Re: [v2 PATCH 3/3] mm: hwpoison: dump page for unhandlable page

From: HORIGUCHI NAOYA(堀口 直也)
Date: Fri Aug 20 2021 - 02:48:44 EST


On Wed, Aug 18, 2021 at 10:41:16PM -0700, Yang Shi wrote:
> Currently just very simple message is shown for unhandlable page, e.g.
> non-LRU page, like:
> soft_offline: 0x1469f2: unknown non LRU page type 5ffff0000000000 ()
>
> It is not very helpful for further debug, calling dump_page() could show
> more useful information.
>
> Calling dump_page() in get_any_page() in order to not duplicate the call
> in a couple of different places.
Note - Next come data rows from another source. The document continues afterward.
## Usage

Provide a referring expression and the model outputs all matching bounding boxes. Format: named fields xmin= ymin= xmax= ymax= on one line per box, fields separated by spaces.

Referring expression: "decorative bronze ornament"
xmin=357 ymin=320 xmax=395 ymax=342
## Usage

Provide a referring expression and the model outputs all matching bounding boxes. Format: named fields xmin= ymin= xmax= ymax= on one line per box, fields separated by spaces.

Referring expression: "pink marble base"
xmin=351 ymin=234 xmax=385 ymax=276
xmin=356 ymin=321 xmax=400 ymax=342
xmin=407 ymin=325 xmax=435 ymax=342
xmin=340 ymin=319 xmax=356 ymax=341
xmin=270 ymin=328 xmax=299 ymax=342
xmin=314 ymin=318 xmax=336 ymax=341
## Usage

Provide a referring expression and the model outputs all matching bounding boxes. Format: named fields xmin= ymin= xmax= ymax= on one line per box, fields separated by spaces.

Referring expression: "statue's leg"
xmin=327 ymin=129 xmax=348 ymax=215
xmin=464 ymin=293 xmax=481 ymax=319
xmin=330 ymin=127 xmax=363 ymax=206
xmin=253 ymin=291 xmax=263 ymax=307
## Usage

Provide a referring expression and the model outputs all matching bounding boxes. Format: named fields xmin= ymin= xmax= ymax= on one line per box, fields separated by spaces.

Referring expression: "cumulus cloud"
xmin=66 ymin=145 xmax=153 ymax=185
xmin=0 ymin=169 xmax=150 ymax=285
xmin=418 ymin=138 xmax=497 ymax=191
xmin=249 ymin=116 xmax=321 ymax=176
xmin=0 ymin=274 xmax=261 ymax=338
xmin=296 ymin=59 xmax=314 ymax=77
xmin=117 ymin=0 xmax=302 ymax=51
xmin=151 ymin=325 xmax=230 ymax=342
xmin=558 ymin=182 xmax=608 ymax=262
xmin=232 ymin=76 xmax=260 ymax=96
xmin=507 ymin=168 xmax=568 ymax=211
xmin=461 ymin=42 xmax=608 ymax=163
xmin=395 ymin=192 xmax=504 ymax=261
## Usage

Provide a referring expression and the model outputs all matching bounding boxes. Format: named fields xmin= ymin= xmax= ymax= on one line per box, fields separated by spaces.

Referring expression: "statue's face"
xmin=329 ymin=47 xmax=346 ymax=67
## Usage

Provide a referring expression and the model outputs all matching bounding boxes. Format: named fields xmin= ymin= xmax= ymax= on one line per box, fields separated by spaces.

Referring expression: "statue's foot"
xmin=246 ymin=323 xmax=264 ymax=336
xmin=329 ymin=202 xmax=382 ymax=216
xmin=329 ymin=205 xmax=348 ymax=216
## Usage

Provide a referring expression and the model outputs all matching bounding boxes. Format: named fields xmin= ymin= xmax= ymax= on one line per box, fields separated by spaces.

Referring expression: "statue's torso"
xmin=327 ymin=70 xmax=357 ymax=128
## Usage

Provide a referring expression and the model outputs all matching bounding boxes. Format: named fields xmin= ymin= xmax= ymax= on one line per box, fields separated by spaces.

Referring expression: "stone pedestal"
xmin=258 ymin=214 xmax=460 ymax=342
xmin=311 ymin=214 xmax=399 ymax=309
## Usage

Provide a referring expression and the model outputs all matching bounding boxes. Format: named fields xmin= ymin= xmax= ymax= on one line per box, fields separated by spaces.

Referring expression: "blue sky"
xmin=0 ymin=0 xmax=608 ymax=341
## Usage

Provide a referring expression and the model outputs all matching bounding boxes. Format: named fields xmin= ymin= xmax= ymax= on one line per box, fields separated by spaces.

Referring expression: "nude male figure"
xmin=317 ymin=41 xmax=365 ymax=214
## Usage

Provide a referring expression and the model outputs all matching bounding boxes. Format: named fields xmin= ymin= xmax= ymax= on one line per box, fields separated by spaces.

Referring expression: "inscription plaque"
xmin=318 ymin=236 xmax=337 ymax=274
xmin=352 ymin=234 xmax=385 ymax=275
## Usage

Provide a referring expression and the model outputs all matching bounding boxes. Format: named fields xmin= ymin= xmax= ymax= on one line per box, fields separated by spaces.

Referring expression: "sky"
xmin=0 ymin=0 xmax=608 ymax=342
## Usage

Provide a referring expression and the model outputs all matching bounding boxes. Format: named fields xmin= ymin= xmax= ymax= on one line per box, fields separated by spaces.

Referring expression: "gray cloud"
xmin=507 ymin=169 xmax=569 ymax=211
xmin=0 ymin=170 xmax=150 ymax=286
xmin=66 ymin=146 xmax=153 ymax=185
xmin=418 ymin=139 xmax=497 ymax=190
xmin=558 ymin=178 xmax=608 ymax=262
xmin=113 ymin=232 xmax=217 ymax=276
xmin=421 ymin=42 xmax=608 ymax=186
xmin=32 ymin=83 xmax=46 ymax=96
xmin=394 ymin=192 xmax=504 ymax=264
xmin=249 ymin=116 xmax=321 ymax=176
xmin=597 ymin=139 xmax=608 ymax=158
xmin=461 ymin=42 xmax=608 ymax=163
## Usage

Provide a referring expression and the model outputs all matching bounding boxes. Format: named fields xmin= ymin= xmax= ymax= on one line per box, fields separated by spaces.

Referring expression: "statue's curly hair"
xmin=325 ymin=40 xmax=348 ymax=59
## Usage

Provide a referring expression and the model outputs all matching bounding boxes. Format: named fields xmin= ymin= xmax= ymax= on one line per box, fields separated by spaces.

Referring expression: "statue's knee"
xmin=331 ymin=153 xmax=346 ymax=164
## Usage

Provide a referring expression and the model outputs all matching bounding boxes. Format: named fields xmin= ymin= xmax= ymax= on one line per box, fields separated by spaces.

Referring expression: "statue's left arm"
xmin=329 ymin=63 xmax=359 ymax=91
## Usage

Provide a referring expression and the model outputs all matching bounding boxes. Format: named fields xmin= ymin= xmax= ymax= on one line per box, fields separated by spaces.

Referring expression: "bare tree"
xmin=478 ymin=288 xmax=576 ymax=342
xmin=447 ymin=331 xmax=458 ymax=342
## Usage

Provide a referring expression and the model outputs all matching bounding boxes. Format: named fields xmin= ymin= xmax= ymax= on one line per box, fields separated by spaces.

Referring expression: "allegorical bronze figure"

It may be called with pcp disabled and
> holding memory hotplug lock, it should be not a big deal since hwpoison
> handler is not called very often.
>
> Suggested-by: Matthew Wilcox <willy@xxxxxxxxxxxxx>
> Cc: Naoya Horiguchi <naoya.horiguchi@xxxxxxx>
> Cc: Oscar Salvador <osalvador@xxxxxxx>
> Signed-off-by: Yang Shi <shy828301@xxxxxxxxx>
> ---
> mm/memory-failure.c | 3 +++
> 1 file changed, 3 insertions(+)
>
> diff --git a/mm/memory-failure.c b/mm/memory-failure.c
> index 7cfa134b1370..60df8fcd0444 100644
> --- a/mm/memory-failure.c
> +++ b/mm/memory-failure.c
> @@ -1228,6 +1228,9 @@ static int get_any_page(struct page *p, unsigned long flags)
> ret = -EIO;
> }
> out:
> + if (ret == -EIO)
> + dump_page(p, "hwpoison: unhandlable page");
> +

I feel that 4 callers of get_hwpoison_page() are in the different context,
so it might be better to consider them separately to add dump_page() or not.
soft_offline_page() still prints out "%s: %#lx: unknown page type: %lx (%pGp)"
message, which might be duplicate so this printk() may be dropped.
In memory_failure_hugetlb() and memory_failure(), we can call dump_page() after
action_result(). unpoison_memory() doesn't need dump_page() at all because
it's related to already hwpoisoned page.

Thanks,
Naoya Horiguchi